Khaled Abu Toameh , THE JERUSALEM POST
The last thing that Abu Mohammed al-Najjar wants is for Israel to succumb to US and European pressure and halt construction in the West Bank settlements.
As far as the 58-year-old laborer is concerned, freezing the construction would be a disaster not only for him and his family, but for thousands of other Palestinians working in various settlements in the West Bank.
Of course, this does not mean that they support Israel's policy of construction in the settlements. But for them, it's simply a matter of being able to support their families.
"I don't care what the leaders say and do," al-Najjar told The Jerusalem Post at one of the new construction sites in Ma'aleh Adumim. "I need to feed my seven children, and that's all I care about for now."
The phenomenon of Palestinians building new homes for Jewish settlers is not new. In fact, Palestinian laborers have been working in the construction business from the first day the settlements began in the West Bank.
Today, Palestinian Authority officials estimate, more than 12,000 Palestinians are employed by both Jewish and Arab contractors building new homes in the settlements.
In some cases, Palestinians have found jobs in settlements that are located near their villages and towns.
Jamal Abu Sharikheh, 27, of the village of Bet Ur al-Tahta, has been working as a construction laborer in Givat Ze'ev for the past three years.
Asked if he had any problem building homes in the settlements at a time when the international community was demanding that Israel freeze the construction work, the father of four also said he was trying to support his family "in a dignified manner."
He and most of the laborers interviewed by the Post over the past week said they had never come under pressure from fellow Palestinians to stay away from work in the settlements.
"If they want us to leave our work, they should offer us an alternative," Abu Sharikheh said. "We don't come to work in the settlements for ideological reasons or because we support the settlement movement. We come here because our Palestinian and Arab governments haven't done anything to provide us with better jobs."
Back in Ma'aleh Adumim, most of the Palestinian laborers said they had no problem revealing their identities.
"We're not doing anything wrong," explained Ibrahim Abu Tair, a 42-year-old father of eight from the village of Um Tuba, southwest of Jerusalem. "We're not collaborators and we're not terrorists. We just want to work."
He said that during the first intifada, which began at the end of 1987, some Palestinian groups tried to stop Palestinians from heading to work in the settlements.
"In the beginning there were threats and physical assaults on some workers," he noted. "But the leaders of the intifada later realized that depriving the laborers of their livelihood would have a boomerang effect on the Palestinians. That's why they allowed the workers to go to the settlements."

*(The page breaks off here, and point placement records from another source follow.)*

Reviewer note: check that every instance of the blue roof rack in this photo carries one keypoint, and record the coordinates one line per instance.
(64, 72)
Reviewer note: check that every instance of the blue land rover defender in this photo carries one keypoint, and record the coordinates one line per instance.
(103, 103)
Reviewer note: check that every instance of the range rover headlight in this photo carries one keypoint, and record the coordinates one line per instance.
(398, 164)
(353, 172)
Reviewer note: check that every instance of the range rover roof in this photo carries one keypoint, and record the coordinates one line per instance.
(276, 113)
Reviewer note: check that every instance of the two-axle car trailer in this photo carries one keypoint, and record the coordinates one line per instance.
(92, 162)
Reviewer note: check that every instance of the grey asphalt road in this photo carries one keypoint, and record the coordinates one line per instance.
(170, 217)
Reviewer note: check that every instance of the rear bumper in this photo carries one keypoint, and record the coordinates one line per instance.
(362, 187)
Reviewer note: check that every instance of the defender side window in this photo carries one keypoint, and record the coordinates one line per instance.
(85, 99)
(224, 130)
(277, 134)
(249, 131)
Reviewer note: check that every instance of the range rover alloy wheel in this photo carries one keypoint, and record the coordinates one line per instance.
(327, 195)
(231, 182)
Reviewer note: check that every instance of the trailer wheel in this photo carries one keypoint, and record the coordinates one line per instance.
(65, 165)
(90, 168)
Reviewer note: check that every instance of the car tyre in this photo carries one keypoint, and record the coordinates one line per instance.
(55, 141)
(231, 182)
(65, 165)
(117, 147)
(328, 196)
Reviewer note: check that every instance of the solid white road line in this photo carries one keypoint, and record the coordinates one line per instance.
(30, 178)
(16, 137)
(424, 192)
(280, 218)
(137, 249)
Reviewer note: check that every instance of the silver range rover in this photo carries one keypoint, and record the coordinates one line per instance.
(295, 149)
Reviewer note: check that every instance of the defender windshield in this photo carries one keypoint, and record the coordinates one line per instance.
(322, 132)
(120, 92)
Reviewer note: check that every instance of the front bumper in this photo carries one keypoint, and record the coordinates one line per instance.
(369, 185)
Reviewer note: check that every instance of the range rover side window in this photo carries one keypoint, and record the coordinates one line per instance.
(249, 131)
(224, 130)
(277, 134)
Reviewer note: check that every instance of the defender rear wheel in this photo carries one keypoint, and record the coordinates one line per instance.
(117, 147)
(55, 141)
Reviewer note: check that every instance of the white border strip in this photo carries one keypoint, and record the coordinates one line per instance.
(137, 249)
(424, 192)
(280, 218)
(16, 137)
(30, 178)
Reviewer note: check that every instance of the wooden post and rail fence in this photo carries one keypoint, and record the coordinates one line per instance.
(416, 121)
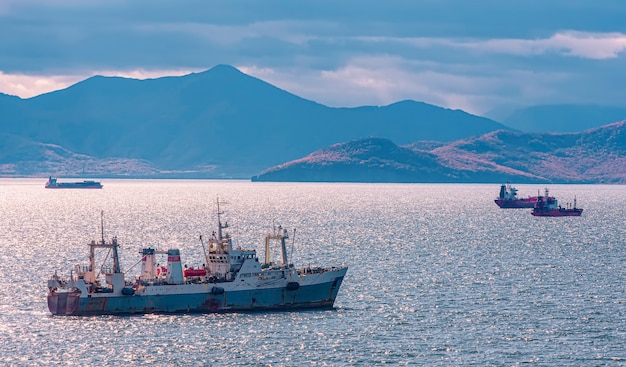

Even today the PA does not object to Palestinians working in settlements, although its representatives say they would like to see the Palestinians work elsewhere.
"We can't tell the workers to stay at home without providing them with solutions," admitted a Palestinian official in Ramallah. "We're talking about thousands of families in the West Bank that rely on this work as their sole source of income."
Some of the laborers said that boycotting work in the settlements would be ineffective and pointless because their employers would have no difficulty replacing them with Chinese or other foreign workers.
"Look how many foreign workers there are inside Israel today," complained Jawdat Uwaisat, 44, of the village of Sawahreh in the Bethlehem area. "There are about 150,000 workers from different countries who have taken our places of work inside Israel. They are even bringing workers from Thailand and Turkey."
He said that he and his colleagues working for Israelis earn almost three times what they would receive doing the same work for Palestinian construction companies.
"The Palestinian employers pay us NIS 100 to NIS 150 a day," Uwaisat said. "The Israeli companies, by contrast, pay NIS 350 to NIS 450 a day. That's why many of us prefer to work for Israeli companies, even if the construction is in the settlements."
He added that even Palestinians known as supporters of Hamas and Islamic Jihad are employed as construction workers in settlements.
"I know some people from Hamas who work as construction laborers in Ariel," he said. "When people want to feed their children, they don't think twice."
While most of the laborers told the Post that they were opposed to the settlements, they nevertheless stressed that they would continue to show up for work every day.
"If you see how big some of these settlements are, you will understand why the talk about a two-state solution is kalam fadi [nonsense]," commented Iyad Mansour, 55, of the Kalandia refugee camp, who has been working in Ma'aleh Adumim for the past three years.
"These settlements are growing every day at a very fast pace," he said. "One day you see empty land, the next day you see new buildings. They are really fast in planning and building. But who knows? Maybe these settlements will one day become homes for Palestinian refugees."